Variously described as the Head of Science and Public Engagement at the Oxford Botanic Garden and Harcourt Arboretum [OBGHA] and Deputy Director thereof and thereat, Dr Thorogood has a brief to engage the public’s interest in plants and plant science. And with the OBGHA as his base, he has access to the perfect assemblage of material to engage in that most important activity. Not only in Oxford, but also during his many travels around the globe in search of the plants (and at Kew), he has had the opportunity to examine first-hand some of the world’s weirdest plants. Additionally, his research interests have had much to do with carnivorous plants, which botanics are – without doubt – amongst the weirdest members of the plant kingdom. And that combination of scientific insight and public engagement with [plant] science has been brought together to very good effect in Weird Plants. Indeed, Thorogood’s stated goal is to “showcase plant behaviour: the inter-relations among plants, the inter-dependencies between plants and animals, and the intrigue of plant evolution”. Or, as he more succinctly puts it, “Ultimately, it [Weird Plants] is about the science of weird plants” (and that is done using language that should be widely-accessible to reach the biggest audience).

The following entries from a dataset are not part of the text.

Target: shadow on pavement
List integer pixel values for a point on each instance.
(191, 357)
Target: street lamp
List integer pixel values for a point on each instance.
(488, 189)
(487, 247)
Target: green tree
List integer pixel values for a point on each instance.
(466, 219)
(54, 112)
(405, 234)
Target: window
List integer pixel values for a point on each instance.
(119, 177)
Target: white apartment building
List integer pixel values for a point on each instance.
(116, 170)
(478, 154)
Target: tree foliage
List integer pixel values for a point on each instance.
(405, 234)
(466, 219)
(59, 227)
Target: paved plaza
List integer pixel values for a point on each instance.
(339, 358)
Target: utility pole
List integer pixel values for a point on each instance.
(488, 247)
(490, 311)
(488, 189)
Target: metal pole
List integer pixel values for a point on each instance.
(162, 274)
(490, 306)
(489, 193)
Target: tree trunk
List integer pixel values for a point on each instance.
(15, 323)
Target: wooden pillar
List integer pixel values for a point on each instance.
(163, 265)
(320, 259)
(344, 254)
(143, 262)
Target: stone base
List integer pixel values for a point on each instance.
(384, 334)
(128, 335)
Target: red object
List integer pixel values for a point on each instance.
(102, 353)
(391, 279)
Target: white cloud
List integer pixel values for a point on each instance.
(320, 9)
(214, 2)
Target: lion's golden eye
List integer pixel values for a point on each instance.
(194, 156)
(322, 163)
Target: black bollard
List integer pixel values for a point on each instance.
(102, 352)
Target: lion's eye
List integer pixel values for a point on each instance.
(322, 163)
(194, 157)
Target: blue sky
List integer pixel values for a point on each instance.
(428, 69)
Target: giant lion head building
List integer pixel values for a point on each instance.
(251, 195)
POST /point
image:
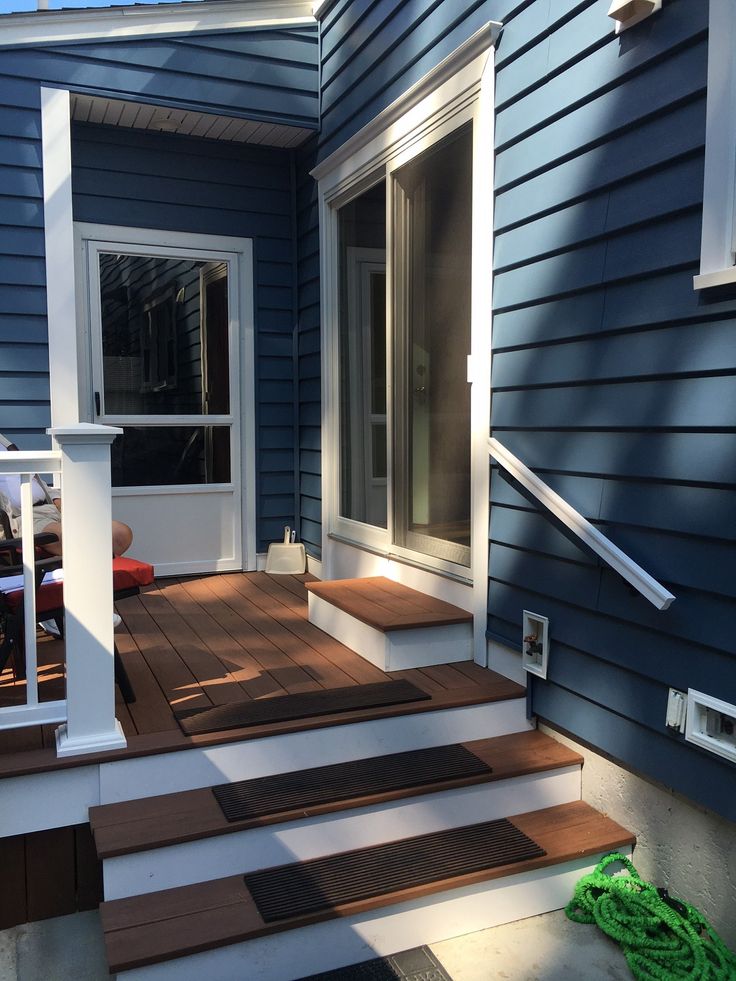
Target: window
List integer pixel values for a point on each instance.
(406, 216)
(718, 246)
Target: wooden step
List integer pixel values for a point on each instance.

So, what do you get in Weird Plants? Well, you get examples of plants from throughout the world (e.g. Mediterranean, the Americas, southern Africa, south-east Asia, the Indian Ocean (well, lands therein), Australasia, and Borneo). Some idea of the plant biology that’s covered can be gained from the chapter titles: Vampires (with such oddities as the “world’s weirdest plant” Hydnora (also featured on the book’s cover), devil’s guts, and Maltese fungus (not a fungus, but with Maltese connections)), Killers (the author’s home territory with carnivorous plants aplenty here), Fraudsters (with look-alikes such as the starfish flower, the flying duck orchid, and the monkey-face orchid (the amazingly-named Dracula simia)), Jailers (such as the titan arum, and Dutchman’s pipe), Accomplices (e.g. New Zealand flax and its reptile pollinators, and the bat pitcher plant), Survivors (highlighting the weirdly wonderful welwitschia, and Sturt’s desert pea), and Hitch-hikers (featuring the aptly-named snake gourd).
The ability to tell a good tale – which he has – is one thing. It’s quite another to have the expertise to illustrate those stories. But the multi-talented Dr Thorogood is also an extremely accomplished artist. Appropriately therefore Weird Plants is replete with his own sumptuous oil paintings (which are as ‘life-like’ as the book’s back-cover blurb states). The combination of text and pictures in the book’s 120 pages adds up to a creation that is pleasing to the eye as well as informative. Although devoid of references – or any indications of further reading, this charming book should open the eyes of the plant-averse to the wonderful – and weird – life of plants. And with various end-of-year celebrations just around the corner, what a brilliant present Weird Plants ** would make. Well done, Dr Thorogood!